You don't have to run the wire all the way down to the starter. You could find the crank wire in the Toyota harness in the dash and tap into it there.

The cranking signal is what tells the ECM to start firing injectors, turn on the fuel pump, and set the base timing so the engine will start.

Edit: are you running 12v constant (say from the pink wire) to this pin in the ECM? That might cause some weird issues if so.
 
The only wires I have tied from Toyota to GM are...
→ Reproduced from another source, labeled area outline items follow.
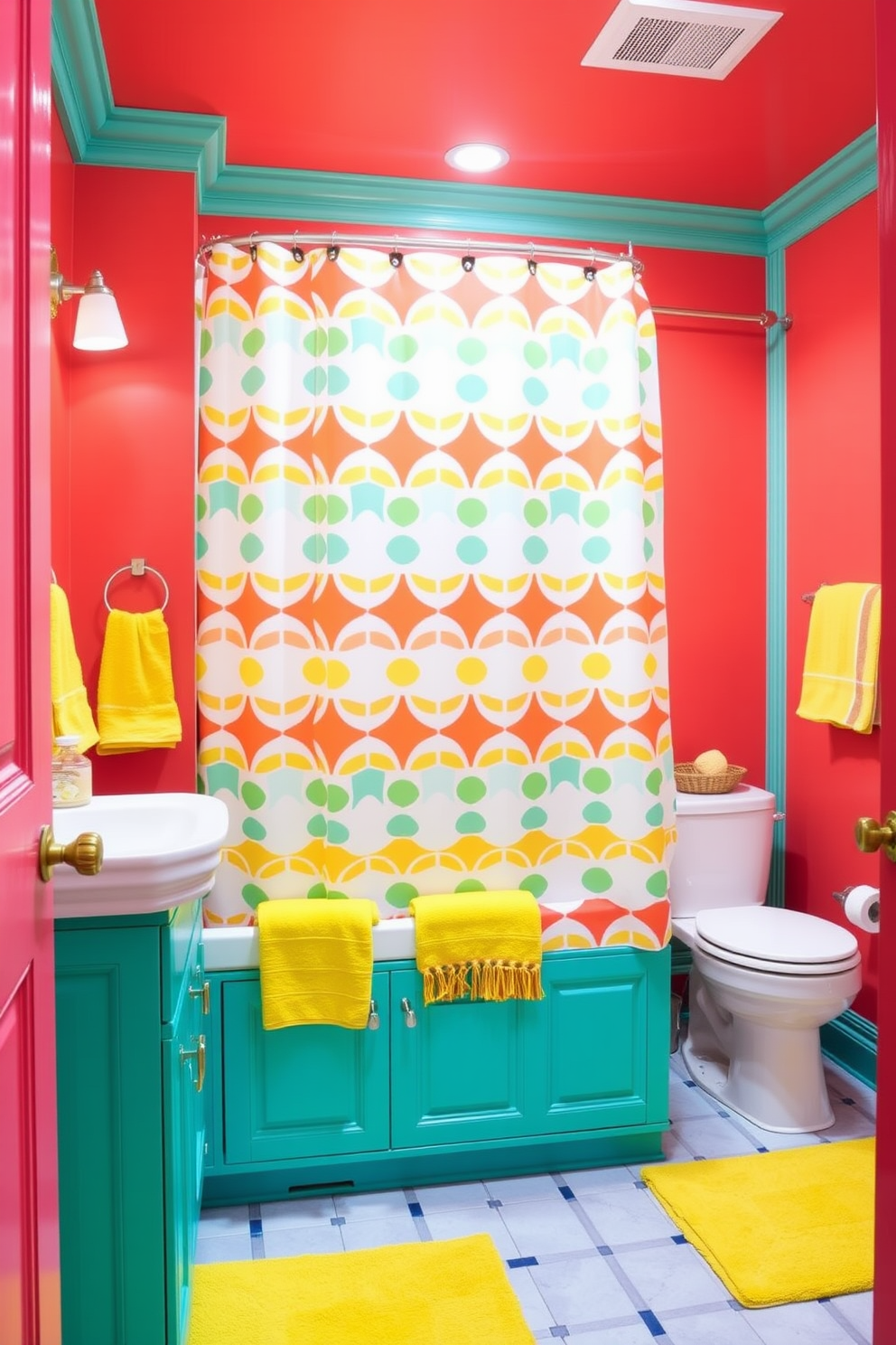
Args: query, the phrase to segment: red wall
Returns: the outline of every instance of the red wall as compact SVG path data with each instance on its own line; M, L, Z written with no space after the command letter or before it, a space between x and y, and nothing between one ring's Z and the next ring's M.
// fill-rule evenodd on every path
M192 791L195 709L195 183L191 174L71 167L56 137L52 227L59 265L74 284L102 270L128 332L124 350L71 347L71 313L54 323L52 565L66 589L90 703L106 621L109 576L142 557L165 577L171 600L176 748L121 756L93 751L94 791ZM150 576L125 576L116 605L159 607Z
M786 256L787 307L787 851L789 907L842 921L832 893L875 882L856 819L880 799L880 730L797 718L809 604L819 584L879 582L880 301L877 202L869 196ZM853 1009L877 1018L877 943L862 947Z

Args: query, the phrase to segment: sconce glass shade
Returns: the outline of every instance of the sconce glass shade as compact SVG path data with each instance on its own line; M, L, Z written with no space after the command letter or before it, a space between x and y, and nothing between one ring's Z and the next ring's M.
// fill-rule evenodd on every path
M73 346L78 350L120 350L126 344L128 335L116 296L95 270L78 303Z

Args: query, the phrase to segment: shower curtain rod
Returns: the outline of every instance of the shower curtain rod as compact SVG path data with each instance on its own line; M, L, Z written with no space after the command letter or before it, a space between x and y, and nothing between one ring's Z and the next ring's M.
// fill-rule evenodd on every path
M462 265L465 270L472 270L476 264L474 253L506 253L509 243L496 242L493 239L472 239L466 238L461 243L458 238L399 238L398 234L392 237L383 237L377 234L341 234L330 233L324 234L239 234L239 235L218 235L208 238L199 253L196 254L196 261L206 266L211 256L212 249L218 243L230 243L232 247L249 247L253 249L258 243L282 243L285 247L292 247L294 253L302 253L302 247L326 247L328 250L339 250L341 245L356 246L356 247L388 247L390 260L392 260L394 266L402 265L402 252L408 247L426 249L426 247L445 247L450 252L457 252L459 246L467 249L467 254L462 258ZM633 250L631 243L629 243L629 250L623 253L611 253L600 247L563 247L553 246L549 243L528 243L521 247L520 252L525 252L529 258L531 265L535 265L537 257L556 257L556 258L571 258L574 261L584 262L586 274L588 274L591 266L596 261L627 261L631 264L631 269L635 276L641 276L645 269L645 264L639 261ZM302 253L304 256L304 253ZM466 262L469 261L469 266ZM594 280L594 274L588 276ZM778 315L770 309L764 309L762 313L719 313L709 312L703 308L665 308L652 304L652 311L660 313L664 317L711 317L720 321L731 323L758 323L759 327L775 327L780 325L785 331L789 331L793 325L793 317L790 313Z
-12v fused constant from battery to system relay for main system power
-12v switched from Toyota fuse box - Engine fuse is good for this. This will activate the relay named above
-White Tach wire from coil to black wire where Toyota coil/ignitor connected (if you want the tach to work).
-Wires from fuel pump relay to fuel pump. Yes, your Painless wires for this should be used. The ECM controls the fuel pump.
-Start signal wire from ECM to starter wire on starter so the ECM knows your cranking.
-Grounds, grounds, grounds!

That's really it. It should run with the above taken care of.
"12v switched from toyota fuse box " is that the 80a fuse
 
"12v switched from toyota fuse box " is that the 80a fuse

My truck is older (79-83) so I don't have the large fusebox under the hood, so mine is tied to an engine fuse (20a) under the dash. The 80a one might work for you.

Any 12v source that stays hot when cranking is fine for this. If it turns off during cranking (like accessories, radio, etc), then you can't use that circuit.
 
i got it running but i have to pour alil gas in the throttlebody at first i dont know what wire is the cranking wire
 
Answer is in the attachment on post #2.

It's the purple/white wire that goes from the ECM - pin C9, to the starter engage wire.
 
ok last question on the fuel pump relay theres a red wire coming off of it with a connector, i see the diagram but i dont know what to do with
 
ok last question on the fuel pump relay theres a red wire coming off of it with a connector, i see the diagram but i dont know what to do with

It's a diagnostic wire. When you connect it to constant 12v power, it engages the relay so the fuel pump will run regardless of key position or ECM.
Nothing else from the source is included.